The driver of a Calgary school bus that plowed into a parked gravel truck and then smashed into a light pole, killing a young girl, has been fined $2,300.
Louise Rogers, 40, pleaded guilty on Tuesday to a charge of careless driving in the crash on Crowchild Trail in October 2007.
She was driving 11 children from two charter schools in a short, yellow school bus when it drifted into the shoulder of the right-hand lane and struck a parked gravel truck that had broken down.
The impact sheared off one side of the bus and sent it hurtling into a light standard. Kathelynn Occena, 9, was killed in the crash. Another girl suffered serious injuries.
On Tuesday, Rogers was fined $2,000, plus a $300 victim fine surcharge, and had her driver's licence suspended for 90 days. She was also sentenced to one year's probation and ordered to undergo grief counselling.
'It is unfair.
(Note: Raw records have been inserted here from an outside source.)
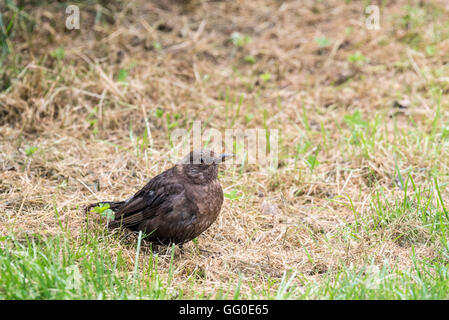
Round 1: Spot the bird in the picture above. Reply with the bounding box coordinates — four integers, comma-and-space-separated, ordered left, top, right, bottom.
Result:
86, 149, 234, 246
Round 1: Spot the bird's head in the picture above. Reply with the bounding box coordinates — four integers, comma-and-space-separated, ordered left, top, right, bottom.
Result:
178, 150, 234, 184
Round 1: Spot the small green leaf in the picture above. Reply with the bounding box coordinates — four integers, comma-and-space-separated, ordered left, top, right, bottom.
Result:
25, 146, 37, 157
50, 47, 65, 60
224, 189, 241, 200
231, 32, 252, 47
315, 37, 331, 48
426, 46, 436, 57
91, 203, 115, 221
117, 69, 128, 82
243, 56, 256, 64
348, 51, 366, 63
260, 72, 271, 82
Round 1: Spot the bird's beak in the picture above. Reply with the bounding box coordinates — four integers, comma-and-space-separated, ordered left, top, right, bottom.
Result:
220, 153, 235, 163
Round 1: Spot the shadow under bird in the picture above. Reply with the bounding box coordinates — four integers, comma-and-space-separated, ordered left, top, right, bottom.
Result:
86, 150, 233, 245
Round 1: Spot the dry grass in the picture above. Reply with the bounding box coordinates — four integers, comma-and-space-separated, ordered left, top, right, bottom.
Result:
0, 0, 449, 297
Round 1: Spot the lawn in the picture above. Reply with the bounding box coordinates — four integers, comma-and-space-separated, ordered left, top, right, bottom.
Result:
0, 0, 449, 299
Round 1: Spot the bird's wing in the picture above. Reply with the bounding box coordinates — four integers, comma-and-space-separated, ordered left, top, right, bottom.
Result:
114, 170, 184, 227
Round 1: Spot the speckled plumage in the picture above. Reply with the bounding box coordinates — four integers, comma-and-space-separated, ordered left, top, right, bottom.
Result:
87, 150, 230, 244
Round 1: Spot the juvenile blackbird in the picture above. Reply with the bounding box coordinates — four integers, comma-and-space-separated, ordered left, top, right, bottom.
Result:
86, 150, 233, 245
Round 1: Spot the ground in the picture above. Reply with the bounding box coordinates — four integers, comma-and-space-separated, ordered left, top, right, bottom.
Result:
0, 0, 449, 299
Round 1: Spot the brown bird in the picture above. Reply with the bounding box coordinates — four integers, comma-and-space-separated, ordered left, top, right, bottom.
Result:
86, 150, 233, 245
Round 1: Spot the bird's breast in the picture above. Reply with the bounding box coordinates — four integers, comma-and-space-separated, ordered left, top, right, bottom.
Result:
193, 180, 223, 224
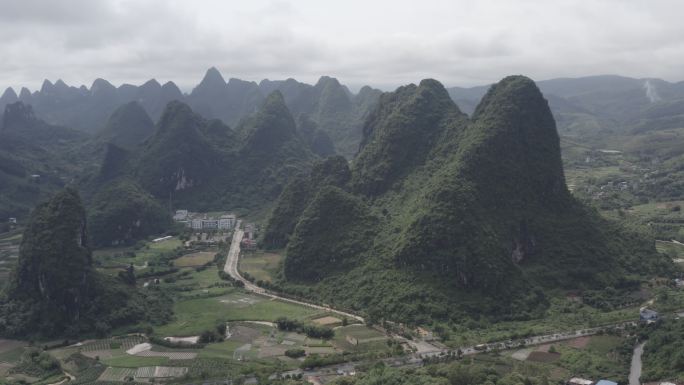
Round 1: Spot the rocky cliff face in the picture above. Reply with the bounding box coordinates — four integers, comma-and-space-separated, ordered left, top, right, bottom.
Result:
270, 76, 672, 319
7, 189, 94, 325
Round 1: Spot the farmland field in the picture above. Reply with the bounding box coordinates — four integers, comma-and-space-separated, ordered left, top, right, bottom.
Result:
155, 292, 318, 336
173, 251, 216, 267
238, 252, 283, 281
102, 353, 169, 368
656, 241, 684, 259
0, 232, 21, 288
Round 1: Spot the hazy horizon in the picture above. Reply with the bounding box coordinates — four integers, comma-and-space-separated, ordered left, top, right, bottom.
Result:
0, 0, 684, 92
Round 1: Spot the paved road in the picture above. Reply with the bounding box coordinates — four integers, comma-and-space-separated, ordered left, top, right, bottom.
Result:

I lost a daughter and all she got is a $2,000 fine.'— Genevieve Occena, victim's mother
The sentence was part of a joint submission by Crown and defence lawyers.
Provincial court Judge Brian Stevenson said the sentence does not reflect the loss of a child, but pointed out the $2,000 fine was the maximum penalty allowed under Alberta's Traffic Safety Act. He also noted that Rogers had no criminal record or previous driving infractions.
Genevieve Occena, Kathelynn's mother, called the sentence "a joke."
"It is unfair. I lost a daughter and all she got is a $2,000 fine," she said outside the courtroom.
Rogers originally faced three offences, including failing to safely remain in the centre of the lane and unsafely crossing a solid line. In March, Calgary police said their investigation showed criminal charges were not warranted in the case.
"If there had been drugs involved in it, then maybe it would have been dangerous driving," said Allan Low, Rogers's lawyer. "If she had been talking on the cellphone, as I think some people had suggested at the time of the accident ... then maybe it would have been dangerous driving but none of those things were there.
"The Supreme Court of Canada in recent months has reaffirmed its previous position that a brief period of inattention is not dangerous driving," Low said.
During Tuesday's proceedings, Rogers expressed her sorrow in a low, quivering voice. She kept her head down for most of the sentencing.